Un programme d’actions qui répond aux besoins – Luttons contre le système !
Il est plus que temps que le mouvement ouvrier réponde à la situation de crise actuelle et la division insérée, et entrent en action pour imposer l’application des revendications nécessaires :
- Pour la gratuité des tests de dépistage ; davantage de laboratoires doivent être mis sur pied, avec l’engagement de personnel et du matériel supplémentaire ;
- Pour un plan d’investissements publics massifs dans les soins de santé, à la hauteur des besoins réels, déterminés par les travailleurs et travailleuses du secteur ; pour l’engagement de personnel supplémentaire avec de bonnes conditions de travail et de salaire (conditions primordiales pour convaincre les milliers de soignants et soignantes diplômés mais travaillant dans un autre secteur de revenir dans les soins de santé) et la construction de nouvelles unités de soins publiques et l’amélioration des conditions de travail et de salaire du personnel soignant ;
- Pour l’instauration d’un véritable service public national de santé, géré démocratiquement par les travailleurs et travailleuses, permettant aussi enfin une approche préventive des soins de santé ;
- Il faut une campagne de vaccination aussi forte que possible pour lutter contre la pandémie, accompagnée d’une information publique transparente menée par des instances indépendantes du gouvernement et de Big Pharma. Pour une telle campagne de vaccination efficace ; toute la recherche scientifique et le développement doivent donc être placés sous contrôle et gestion publics ; il faut convaincre les non-vaccinés et non les réprimer ;
- Chaque personne à travers le monde doit avoir gratuitement accès au vaccin : pour la collaboration libre et complète de la communauté scientifique en toute transparence par la fin des brevets et de la propriété privée sur la connaissance scientifique, l’ouverture de la comptabilité des entreprises pharmaceutiques et leur nationalisation sous gestion et contrôle démocratique des travailleurs et travailleuses, et l’expropriation sans indemnisation de leurs installations, connaissances et matériels, sauf sur base de besoins prouvés.
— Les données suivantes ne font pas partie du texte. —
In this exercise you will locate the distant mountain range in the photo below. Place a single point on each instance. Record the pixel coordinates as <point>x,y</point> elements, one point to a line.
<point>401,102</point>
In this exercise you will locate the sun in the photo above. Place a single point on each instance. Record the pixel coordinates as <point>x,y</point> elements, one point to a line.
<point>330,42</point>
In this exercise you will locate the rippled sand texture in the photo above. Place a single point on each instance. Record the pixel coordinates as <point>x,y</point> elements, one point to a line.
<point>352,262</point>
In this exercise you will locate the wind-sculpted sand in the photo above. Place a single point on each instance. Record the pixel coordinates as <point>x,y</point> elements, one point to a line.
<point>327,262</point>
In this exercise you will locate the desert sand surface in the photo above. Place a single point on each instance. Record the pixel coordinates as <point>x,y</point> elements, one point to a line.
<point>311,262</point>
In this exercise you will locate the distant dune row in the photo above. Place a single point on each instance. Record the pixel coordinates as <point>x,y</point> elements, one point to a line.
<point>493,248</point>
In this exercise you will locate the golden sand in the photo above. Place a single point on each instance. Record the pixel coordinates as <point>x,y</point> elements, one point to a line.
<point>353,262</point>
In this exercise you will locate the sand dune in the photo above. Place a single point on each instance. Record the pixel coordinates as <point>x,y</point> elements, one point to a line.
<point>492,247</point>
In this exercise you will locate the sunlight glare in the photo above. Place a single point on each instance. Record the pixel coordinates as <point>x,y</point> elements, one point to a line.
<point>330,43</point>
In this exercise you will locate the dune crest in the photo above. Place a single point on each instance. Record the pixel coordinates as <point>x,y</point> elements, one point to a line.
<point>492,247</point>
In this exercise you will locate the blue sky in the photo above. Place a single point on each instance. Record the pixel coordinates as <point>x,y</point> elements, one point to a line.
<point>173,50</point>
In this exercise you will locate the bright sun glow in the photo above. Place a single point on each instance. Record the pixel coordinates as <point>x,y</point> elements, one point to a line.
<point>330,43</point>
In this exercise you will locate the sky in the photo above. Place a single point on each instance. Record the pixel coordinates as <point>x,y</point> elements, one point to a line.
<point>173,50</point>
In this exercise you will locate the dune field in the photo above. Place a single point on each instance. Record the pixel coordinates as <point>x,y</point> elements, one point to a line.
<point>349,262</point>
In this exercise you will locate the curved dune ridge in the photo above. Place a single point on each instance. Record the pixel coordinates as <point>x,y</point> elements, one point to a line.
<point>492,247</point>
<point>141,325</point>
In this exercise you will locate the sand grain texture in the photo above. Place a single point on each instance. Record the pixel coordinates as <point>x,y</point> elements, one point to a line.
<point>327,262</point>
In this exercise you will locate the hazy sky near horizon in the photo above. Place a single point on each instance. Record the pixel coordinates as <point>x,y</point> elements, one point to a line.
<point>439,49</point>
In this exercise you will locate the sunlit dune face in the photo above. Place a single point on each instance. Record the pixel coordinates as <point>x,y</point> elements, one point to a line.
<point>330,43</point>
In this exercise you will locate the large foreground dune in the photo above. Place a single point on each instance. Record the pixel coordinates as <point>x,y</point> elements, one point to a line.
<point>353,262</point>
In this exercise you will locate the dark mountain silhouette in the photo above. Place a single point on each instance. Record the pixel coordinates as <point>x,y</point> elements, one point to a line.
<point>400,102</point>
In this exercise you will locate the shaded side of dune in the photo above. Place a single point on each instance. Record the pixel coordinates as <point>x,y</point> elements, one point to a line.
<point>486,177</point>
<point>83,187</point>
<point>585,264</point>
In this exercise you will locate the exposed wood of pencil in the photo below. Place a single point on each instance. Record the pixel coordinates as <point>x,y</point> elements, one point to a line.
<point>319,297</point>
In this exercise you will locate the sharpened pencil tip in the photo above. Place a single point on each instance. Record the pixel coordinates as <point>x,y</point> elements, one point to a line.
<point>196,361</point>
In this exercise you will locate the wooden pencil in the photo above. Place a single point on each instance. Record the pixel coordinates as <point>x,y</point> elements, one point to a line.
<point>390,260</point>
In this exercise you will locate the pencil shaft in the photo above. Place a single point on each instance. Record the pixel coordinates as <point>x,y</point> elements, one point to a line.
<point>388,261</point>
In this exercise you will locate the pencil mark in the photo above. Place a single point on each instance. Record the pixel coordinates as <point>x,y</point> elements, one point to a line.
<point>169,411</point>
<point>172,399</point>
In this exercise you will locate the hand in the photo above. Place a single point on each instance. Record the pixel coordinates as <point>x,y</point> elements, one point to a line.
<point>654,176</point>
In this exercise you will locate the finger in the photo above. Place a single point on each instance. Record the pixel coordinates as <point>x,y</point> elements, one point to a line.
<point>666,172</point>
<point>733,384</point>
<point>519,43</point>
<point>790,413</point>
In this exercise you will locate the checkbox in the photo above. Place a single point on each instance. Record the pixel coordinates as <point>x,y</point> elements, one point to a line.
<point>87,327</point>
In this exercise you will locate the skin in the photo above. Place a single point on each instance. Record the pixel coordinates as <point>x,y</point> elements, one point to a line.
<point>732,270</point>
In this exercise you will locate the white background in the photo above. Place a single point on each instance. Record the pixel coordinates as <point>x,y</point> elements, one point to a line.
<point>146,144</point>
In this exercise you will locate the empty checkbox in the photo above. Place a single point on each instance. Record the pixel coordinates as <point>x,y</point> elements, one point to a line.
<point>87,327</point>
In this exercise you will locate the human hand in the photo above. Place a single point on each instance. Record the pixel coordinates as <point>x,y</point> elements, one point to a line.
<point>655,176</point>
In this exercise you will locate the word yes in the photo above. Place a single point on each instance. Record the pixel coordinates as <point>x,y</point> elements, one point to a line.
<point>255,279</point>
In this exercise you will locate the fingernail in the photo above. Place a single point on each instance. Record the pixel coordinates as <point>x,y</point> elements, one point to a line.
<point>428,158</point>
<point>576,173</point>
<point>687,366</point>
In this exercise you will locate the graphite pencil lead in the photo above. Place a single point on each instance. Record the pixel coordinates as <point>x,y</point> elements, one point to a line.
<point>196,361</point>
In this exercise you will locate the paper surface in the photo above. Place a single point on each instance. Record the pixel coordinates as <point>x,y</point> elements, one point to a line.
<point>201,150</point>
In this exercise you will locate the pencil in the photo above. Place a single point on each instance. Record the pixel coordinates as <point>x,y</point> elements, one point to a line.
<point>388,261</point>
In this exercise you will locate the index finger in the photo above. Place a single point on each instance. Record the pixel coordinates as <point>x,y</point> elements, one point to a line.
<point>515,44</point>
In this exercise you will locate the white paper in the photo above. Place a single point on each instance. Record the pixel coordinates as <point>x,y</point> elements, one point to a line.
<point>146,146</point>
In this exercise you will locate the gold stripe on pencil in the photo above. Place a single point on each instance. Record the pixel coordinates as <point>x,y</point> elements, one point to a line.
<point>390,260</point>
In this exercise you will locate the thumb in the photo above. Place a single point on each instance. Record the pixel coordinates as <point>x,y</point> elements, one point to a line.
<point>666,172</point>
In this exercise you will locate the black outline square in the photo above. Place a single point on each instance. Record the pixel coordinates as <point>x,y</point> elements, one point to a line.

Pour financer cela, les richesses existent largement, dans les comptes bancaires des ultra-riches et dans les paradis fiscaux, comme l’ont encore récemment révélé les Pandora Papers. Nationaliser les secteurs-clés de l’économie permettrait d’assurer que les richesses créées par nous-mêmes soient utilisées selon nos besoins.
Un tel programme offensif, assorti d’un plan d’action permettant la création d’un rapport de force favorable aux intérêts des jeunes et des travailleurs et travailleuses, c’est la meilleure manière de convaincre les sceptiques et même de les impliquer dans le combat pour une société débarrassée de la soif de profit et du chaos de l’économie de marché. Une lutte collective avec pour but d’arracher le contrôle des leviers politiques et économiques des mains de la classe capitaliste, et enfin pouvoir répondre pleinement aux besoins de tous et toutes.
Une société socialiste démocratique permettrait d’en finir avec l’incapacité qu’a notre société de répondre aux crises. La cupidité des ultra-riches y sera remplacée comme axe central de la société par une coopération et une solidarité internationales visant à satisfaire les besoins et les revendications de la majorité de la population.